Deux options autoritaires
Le député islamiste en a fait l'expérience. La semaine dernière, alors qu'il réunissait ses partisans dans un café, les services de sécurité ont fait irruption en plein meeting électoral, détruit chaises et écran géant, et embarqué le propriétaire. À Mit Namma, en revanche, la police ne s'est pas montrée. Mais les Frères musulmans n'ont pu éviter une confrontation qui a failli dégénérer avec des partisans de Megahed Nassar, leur principal adversaire du PND. Un groupe de jeunes a harcelé pendant plusieurs minutes le cortège, l'un d'eux armé d'une bombe aérosol transformée en lance-flammes, un autre fonçant dans la foule à moto.
«C'est leur tactique habituelle», affirme Khaled Tantaoui, membre de l'équipe de Mohammed el-Beltagui. «Ils essaient de créer des violences pour que la presse officielle puisse écrire que nous sommes des terroristes.» «Dimanche, ce sera pire, ajoute-t-il, car cela leur servira de prétexte pour fermer les bureaux de vote.

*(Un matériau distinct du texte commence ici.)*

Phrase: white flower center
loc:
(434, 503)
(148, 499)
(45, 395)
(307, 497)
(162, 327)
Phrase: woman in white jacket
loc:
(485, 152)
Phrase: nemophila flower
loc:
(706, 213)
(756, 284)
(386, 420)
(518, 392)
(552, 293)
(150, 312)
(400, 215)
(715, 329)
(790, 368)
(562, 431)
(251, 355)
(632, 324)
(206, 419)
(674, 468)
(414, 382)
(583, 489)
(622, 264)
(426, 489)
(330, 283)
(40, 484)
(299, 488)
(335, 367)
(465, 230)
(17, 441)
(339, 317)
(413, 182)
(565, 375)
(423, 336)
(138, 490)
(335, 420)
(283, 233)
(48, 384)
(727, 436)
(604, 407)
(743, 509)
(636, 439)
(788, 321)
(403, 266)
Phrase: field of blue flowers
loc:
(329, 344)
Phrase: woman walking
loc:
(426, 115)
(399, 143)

Ils savent que si les gens peuvent voter, ce sera pour nous…»
Ce bras de fer laisse beaucoup d'Égyptiens désabusés. «De quel genre de bataille parle-t-on quand les deux seuls choix sont autoritaires par nature ?», s'interroge le chroniqueur Ahmed el-Sawi dans le journal indépendant al-Masry al-Youm. «D'un côté le PND et son arsenal sécuritaire, légal, administratif et médiatique prêt à tout pour gagner (…), de l'autre les Frères musulmans qui refusent de répondre aux inquiétudes du public sur leur position par rapport à la démocratie et aux droits des minorités, en particulier des coptes», au moment où les tensions interconfessionnelles s'aggravent dans le pays.
Par tangi salaun
26/11/2010
Scrutin annulé dans 24 régions
La justice a ordonné l'annulation du scrutin législatif de dimanche dans 24 circonscriptions au total à travers l'Egypte, ses demandes de rétablir des candidats invalidés ayant été ignorées.
Des tribunaux administratifs ont décidé que l'élection ne pourrait se tenir dans douze circonscriptions des gouvernorats de Kafr el-Cheikh et Qalyoubiya, dans le delta du Nil, et dans deux circonscriptions des gouvernorats de Sohag et Assiout, en moyenne-Egypte.
L'Egypte est divisée en 254 circonscriptions, qui comptent deux sièges de députés chacune.
Ces annulations s'ajoutent à celles déjà prononcées mercredi pour dix des onze circonscriptions d'Alexandrie (nord), la deuxième ville du pays.
Ces décisions de justice vont toutefois probablement être suspendues, en raison de recours de la part du Parti national démocrate (PND) au pouvoir.
Un grand nombre des candidats invalidés par la haute commission électorale sont soutenus par les Frères musulmans ou sont des indépendants.
Les Frères musulmans, bête noire du pouvoir, soutiennent 130 candidats au total. Ils dénoncent une vaste campagne d'obstruction et de répression à l'approche du scrutin, avec l'arrestation de plus d'un millier de leurs militants.
Le PND a annoncé jeudi qu'il demandait à la justice d'invalider les candidats soutenus par la confrérie, officiellement interdite, au motif qu'ils se présentent comme des "indépendants" pour pourvoir valider leur candidature.
Les Frères musulmans avaient remporté un cinquième des sièges de députés en 2005. Le PND du président Hosni Moubarak s'apprête à conserver son emprise sur l'Assemblée du peuple lors du scrutin à deux tours, le 28 novembre et le 5 décembre.